A 2014 study of 5,400 asylum seekers in mainland detention centres, Christmas Island, Manus Island and Nauru by medical consulting firm International Health and Medical Services revealed that the detainees’ mental health is deteriorating in proportion to their time in indefinite detention, and the problem is exacerbated by offshore detention.

The study found that 13 percent of asylum seekers in mainland detention centres and on Christmas Island were suffering extremely severe depression on arrival. A third of the Christmas Island detainees have major mental health issues, “indicating a high level of need for torture and trauma counselling services on the island”. The mental health of children, who make up about 13 percent of the detainee numbers, was of particular concern.

The number of detainees suffering mental health problems increased to 22 percent for those detained between four and six months and peaked at 44 percent for detention over 19 months. On Manus Island and Nauru approximately half the detainees exhibited symptoms of significant depression, stress or anxiety.

The study claimed that the number of asylum seekers in immigration detention who exhibit clinical symptoms of post-traumatic stress disorder now exceeds 1,000.
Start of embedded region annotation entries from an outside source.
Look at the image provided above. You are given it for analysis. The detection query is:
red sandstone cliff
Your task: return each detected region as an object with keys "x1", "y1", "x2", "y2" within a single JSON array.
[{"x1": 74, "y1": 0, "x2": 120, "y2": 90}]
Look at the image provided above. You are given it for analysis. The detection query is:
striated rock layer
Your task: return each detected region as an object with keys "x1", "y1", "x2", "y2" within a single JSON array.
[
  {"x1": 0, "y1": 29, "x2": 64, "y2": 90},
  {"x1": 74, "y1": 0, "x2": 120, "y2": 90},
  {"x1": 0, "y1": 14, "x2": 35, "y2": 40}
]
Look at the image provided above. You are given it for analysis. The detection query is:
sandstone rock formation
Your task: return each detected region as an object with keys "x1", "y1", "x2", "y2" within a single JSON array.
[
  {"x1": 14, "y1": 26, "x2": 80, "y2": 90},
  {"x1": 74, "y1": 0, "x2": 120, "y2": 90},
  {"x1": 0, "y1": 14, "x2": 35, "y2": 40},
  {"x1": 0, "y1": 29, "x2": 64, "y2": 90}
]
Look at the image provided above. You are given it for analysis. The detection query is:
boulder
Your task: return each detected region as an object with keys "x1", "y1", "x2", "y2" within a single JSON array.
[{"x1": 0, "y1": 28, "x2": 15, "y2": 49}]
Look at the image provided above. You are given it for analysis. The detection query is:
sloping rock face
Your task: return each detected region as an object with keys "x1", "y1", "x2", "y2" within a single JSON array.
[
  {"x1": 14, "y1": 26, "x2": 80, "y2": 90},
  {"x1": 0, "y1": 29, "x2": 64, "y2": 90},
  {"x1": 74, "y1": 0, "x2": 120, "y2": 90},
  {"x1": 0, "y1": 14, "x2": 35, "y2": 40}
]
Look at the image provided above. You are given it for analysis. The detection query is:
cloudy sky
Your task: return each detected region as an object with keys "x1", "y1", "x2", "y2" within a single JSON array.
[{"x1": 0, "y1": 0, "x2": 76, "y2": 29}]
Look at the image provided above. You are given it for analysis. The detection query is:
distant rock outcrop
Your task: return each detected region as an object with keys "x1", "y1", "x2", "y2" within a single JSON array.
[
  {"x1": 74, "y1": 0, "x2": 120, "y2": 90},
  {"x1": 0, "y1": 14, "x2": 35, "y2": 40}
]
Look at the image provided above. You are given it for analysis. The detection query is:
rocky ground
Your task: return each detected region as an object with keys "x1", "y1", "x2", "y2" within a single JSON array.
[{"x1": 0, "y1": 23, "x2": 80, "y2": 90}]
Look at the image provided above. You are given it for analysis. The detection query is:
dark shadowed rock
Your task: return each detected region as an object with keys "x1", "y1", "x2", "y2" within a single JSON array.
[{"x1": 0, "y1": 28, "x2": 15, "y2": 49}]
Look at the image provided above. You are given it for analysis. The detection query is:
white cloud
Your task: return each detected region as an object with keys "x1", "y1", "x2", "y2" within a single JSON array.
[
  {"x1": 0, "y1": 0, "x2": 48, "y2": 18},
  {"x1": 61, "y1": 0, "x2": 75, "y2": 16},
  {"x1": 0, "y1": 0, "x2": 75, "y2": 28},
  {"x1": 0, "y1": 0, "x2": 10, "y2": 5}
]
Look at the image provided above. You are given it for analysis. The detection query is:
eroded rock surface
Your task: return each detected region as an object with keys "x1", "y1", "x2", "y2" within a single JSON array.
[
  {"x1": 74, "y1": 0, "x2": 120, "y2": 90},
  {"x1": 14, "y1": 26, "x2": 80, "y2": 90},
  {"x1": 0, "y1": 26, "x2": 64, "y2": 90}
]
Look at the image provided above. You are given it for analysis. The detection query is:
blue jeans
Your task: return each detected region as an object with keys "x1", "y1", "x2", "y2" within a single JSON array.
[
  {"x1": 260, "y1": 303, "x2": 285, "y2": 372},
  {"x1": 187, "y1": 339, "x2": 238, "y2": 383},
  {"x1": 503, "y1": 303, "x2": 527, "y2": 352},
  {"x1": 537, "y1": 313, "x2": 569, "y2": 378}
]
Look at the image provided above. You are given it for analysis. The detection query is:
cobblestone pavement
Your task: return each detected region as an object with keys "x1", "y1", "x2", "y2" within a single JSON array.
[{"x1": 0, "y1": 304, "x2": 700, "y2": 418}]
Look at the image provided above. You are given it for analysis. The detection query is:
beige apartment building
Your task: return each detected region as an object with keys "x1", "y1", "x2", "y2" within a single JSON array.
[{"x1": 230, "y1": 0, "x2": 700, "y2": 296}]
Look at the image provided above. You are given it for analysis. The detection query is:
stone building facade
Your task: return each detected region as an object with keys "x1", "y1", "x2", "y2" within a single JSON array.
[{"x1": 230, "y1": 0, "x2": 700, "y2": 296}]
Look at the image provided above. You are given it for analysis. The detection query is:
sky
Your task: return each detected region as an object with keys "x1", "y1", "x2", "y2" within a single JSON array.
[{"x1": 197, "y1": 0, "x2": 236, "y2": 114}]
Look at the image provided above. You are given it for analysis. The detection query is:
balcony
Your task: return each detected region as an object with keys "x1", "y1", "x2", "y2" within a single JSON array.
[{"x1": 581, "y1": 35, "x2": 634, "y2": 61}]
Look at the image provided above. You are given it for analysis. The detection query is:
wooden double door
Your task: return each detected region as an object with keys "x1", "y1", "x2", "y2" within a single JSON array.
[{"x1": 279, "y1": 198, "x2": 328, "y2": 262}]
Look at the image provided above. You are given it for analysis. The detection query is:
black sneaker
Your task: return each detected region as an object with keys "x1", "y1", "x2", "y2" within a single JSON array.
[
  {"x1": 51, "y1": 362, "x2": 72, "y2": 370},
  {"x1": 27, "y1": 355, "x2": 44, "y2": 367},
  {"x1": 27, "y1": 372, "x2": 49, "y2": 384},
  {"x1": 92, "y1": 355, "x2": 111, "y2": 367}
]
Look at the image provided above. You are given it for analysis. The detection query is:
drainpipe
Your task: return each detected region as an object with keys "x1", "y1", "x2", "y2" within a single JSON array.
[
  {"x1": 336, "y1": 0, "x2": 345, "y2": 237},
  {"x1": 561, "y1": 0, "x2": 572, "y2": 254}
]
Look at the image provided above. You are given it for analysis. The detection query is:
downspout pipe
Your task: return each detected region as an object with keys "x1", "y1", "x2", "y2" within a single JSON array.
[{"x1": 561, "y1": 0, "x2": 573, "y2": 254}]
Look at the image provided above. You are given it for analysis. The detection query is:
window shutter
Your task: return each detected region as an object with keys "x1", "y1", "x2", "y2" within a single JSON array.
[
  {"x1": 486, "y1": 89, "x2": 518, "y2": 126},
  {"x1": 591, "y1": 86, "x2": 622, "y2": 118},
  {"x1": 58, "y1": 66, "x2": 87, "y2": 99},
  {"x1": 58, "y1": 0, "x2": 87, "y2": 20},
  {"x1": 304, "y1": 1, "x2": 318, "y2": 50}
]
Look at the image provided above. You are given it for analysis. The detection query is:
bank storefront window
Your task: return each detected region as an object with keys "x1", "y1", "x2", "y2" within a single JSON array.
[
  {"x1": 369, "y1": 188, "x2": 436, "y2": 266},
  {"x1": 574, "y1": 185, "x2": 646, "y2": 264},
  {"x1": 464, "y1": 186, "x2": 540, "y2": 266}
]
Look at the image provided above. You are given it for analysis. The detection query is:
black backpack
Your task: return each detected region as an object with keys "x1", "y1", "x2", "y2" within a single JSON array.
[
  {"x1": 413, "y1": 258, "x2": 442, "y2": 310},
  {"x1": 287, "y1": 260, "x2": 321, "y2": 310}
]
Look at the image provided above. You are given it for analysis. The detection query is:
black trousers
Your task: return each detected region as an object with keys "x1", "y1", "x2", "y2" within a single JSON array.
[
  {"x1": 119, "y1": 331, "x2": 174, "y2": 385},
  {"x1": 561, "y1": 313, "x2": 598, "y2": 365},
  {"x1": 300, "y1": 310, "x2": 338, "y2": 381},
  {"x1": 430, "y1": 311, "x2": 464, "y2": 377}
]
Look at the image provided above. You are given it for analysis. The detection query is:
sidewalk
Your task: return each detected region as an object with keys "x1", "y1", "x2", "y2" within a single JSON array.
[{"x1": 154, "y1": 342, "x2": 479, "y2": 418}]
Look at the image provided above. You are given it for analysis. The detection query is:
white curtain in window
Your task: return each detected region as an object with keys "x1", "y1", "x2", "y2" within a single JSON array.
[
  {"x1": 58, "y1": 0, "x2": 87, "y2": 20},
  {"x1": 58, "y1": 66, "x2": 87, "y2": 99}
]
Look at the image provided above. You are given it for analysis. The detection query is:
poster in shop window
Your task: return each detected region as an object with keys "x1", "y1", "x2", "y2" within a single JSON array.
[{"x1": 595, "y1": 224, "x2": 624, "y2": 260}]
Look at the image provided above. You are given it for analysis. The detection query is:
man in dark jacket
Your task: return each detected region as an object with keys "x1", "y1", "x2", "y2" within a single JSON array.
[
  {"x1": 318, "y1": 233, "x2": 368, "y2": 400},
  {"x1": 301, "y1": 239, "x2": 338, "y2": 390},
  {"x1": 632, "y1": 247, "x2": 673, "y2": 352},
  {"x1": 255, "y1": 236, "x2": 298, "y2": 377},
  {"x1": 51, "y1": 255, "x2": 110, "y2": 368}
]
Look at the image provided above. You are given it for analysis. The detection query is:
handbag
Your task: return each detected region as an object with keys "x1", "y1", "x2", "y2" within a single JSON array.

Manus Island has been without a full-time psychiatrist for six months. The study highlighted the need for specialist torture and trauma counselling services and for psychologists and psychiatrists to work in the detention centres, but made it clear the primary difficulty is the detention environment.

Dr Choong-Siew Yong, a former member of the immigration health advisory group (which the government disbanded) commented:

“People are coming as asylum seekers with a high level of mental health problems to begin with, and in the environment of the detention centres and the uncertainty about outcomes, and the fact they are often in detention for long periods of time, those problems remain and in some cases get worse, despite the provision of treatment.”

It can be concluded from the report that the current policies of mandatory detention, offshore processing, detaining and resettling asylum seekers in developing nations and forbidding them from ever resettling in Australia are vicious violations of the asylum seekers’ human rights.